The unprocessed waste would have to be trucked to the TX site, a more dangerous transportation method. The DOE estimates it would take 10 yrs to secure the state & local permits needed along the interstate trucking route to TX, making this option not feasible from a legal, financial, & logistical perspective. The proximity of the Richland facility to Hanford coupled w its direct rail connection has provided PESI w monopolized access to a large, highly visible waste stream. Grouting immobilizes the waste by converting it from an aqueous liquid slurry/supernatant into a solid at a much lower cost compared to vitrification. PESI will charge just $45 p/gallon to treat the effluent waste stream compared to the GAO’s budgeted vitrification cost of $2.5K p/gallon. The DOE signed a record of decision to ship 1.8M gallons of effluent p/yr to Richland for the next 10 yrs starting in 2025. The length is a formality- PESI will treat all the effluent produced over the life of the DFLAW plant since there is no alternative way to treat this waste. GAO projects the cost savings generated by grouting just the offgas effluent waste stream amount to >$20B over the 50+ yr timeline.

PESI will generate $80M of annual rev treating the effluent LAW byproduct generated during the vit process, compared to their consolidated $70M of total rev this past yr. The DFLAW plant will run for a minimum of 25 yrs, providing PESI w a highly visible rev stream over that time.
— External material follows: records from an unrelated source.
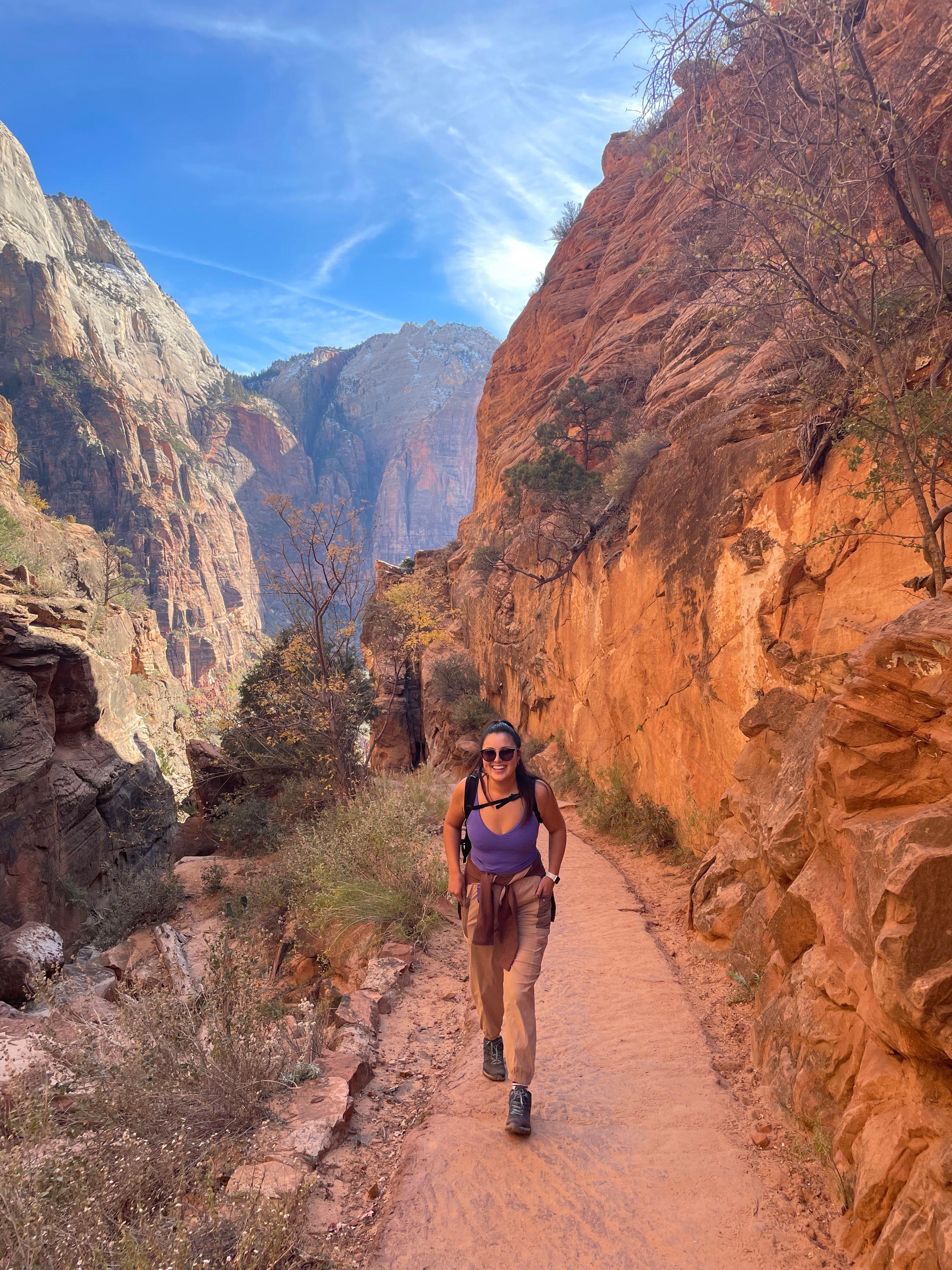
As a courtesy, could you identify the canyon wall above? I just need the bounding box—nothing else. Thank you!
[448,0,952,1270]
[0,426,189,939]
[245,321,498,561]
[0,124,314,686]
[449,94,928,815]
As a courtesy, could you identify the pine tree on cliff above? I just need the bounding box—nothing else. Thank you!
[645,0,952,594]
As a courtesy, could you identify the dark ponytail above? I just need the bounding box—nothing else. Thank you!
[472,719,548,821]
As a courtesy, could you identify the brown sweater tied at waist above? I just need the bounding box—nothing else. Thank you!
[466,854,546,970]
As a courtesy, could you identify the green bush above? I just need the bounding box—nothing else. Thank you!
[250,768,448,955]
[430,653,482,706]
[0,940,311,1270]
[555,731,595,799]
[605,432,670,502]
[0,507,23,568]
[449,692,495,731]
[579,763,680,851]
[503,449,602,504]
[209,792,278,855]
[82,864,185,949]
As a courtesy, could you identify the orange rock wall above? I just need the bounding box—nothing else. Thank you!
[450,104,919,817]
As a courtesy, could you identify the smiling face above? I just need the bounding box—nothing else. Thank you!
[482,731,519,784]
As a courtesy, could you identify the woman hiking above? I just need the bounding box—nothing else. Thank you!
[443,719,566,1134]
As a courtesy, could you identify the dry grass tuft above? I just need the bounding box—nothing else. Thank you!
[251,768,448,941]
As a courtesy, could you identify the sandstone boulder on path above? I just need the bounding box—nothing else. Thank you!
[0,922,62,1006]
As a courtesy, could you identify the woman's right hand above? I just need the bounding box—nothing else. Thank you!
[447,870,466,904]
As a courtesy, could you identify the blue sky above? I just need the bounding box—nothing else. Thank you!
[0,0,659,371]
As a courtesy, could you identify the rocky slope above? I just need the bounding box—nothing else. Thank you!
[449,25,941,815]
[448,3,952,1270]
[0,570,184,936]
[0,124,314,686]
[245,321,498,561]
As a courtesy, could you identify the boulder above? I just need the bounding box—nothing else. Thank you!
[56,961,116,1001]
[99,928,157,979]
[0,922,62,1006]
[225,1159,310,1199]
[287,1076,354,1163]
[334,991,380,1035]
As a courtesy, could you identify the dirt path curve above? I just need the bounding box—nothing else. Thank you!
[371,834,823,1270]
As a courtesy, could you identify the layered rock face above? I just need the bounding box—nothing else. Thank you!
[246,321,498,561]
[0,575,184,936]
[450,17,928,817]
[448,3,952,1270]
[692,596,952,1266]
[0,124,314,684]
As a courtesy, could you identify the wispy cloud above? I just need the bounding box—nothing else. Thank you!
[314,225,386,287]
[19,0,661,357]
[129,239,397,324]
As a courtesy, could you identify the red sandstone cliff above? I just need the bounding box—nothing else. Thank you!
[246,321,498,561]
[449,3,952,1270]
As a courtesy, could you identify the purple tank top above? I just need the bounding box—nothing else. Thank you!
[466,795,538,874]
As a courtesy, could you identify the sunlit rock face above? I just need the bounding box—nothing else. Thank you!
[246,321,498,561]
[0,124,314,686]
[447,0,952,1270]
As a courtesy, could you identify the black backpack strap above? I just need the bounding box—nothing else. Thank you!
[460,772,480,864]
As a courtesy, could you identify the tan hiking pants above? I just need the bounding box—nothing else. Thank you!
[463,878,552,1084]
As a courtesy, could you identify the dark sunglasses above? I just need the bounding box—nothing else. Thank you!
[482,746,515,763]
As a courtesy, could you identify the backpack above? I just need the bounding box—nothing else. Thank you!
[460,772,542,864]
[460,772,556,921]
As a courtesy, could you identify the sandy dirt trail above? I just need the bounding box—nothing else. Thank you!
[371,834,824,1270]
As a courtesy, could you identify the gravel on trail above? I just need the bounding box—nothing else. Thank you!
[369,834,839,1270]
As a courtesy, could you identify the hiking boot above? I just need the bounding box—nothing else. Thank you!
[505,1084,532,1138]
[482,1036,507,1081]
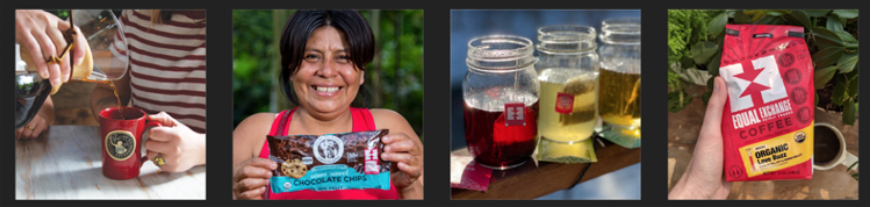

Contribution margins avg 70%, w $3M of additional variable labor costs needed for every $10M of added treatment rev. PESI plans to add ~$10M of SG&A overhead as well to support the higher treatment volumes, resulting in $46M of cash EBIT. Modest p/gallon price increases of 5-6% p/yr translate into 7-8% EBIT growth due to fixed cost leverage. The advantaged geographical location of PESI’s Richland plant & the price umbrella resulting from vitrification’s much higher p/gallon treatment costs should offer modest pricing power. For context, even if PESI doubled prices p/gallon to $80 over 10 yrs (6% CAGR), grouting at their plant would still be 30x less expensive than vitrification.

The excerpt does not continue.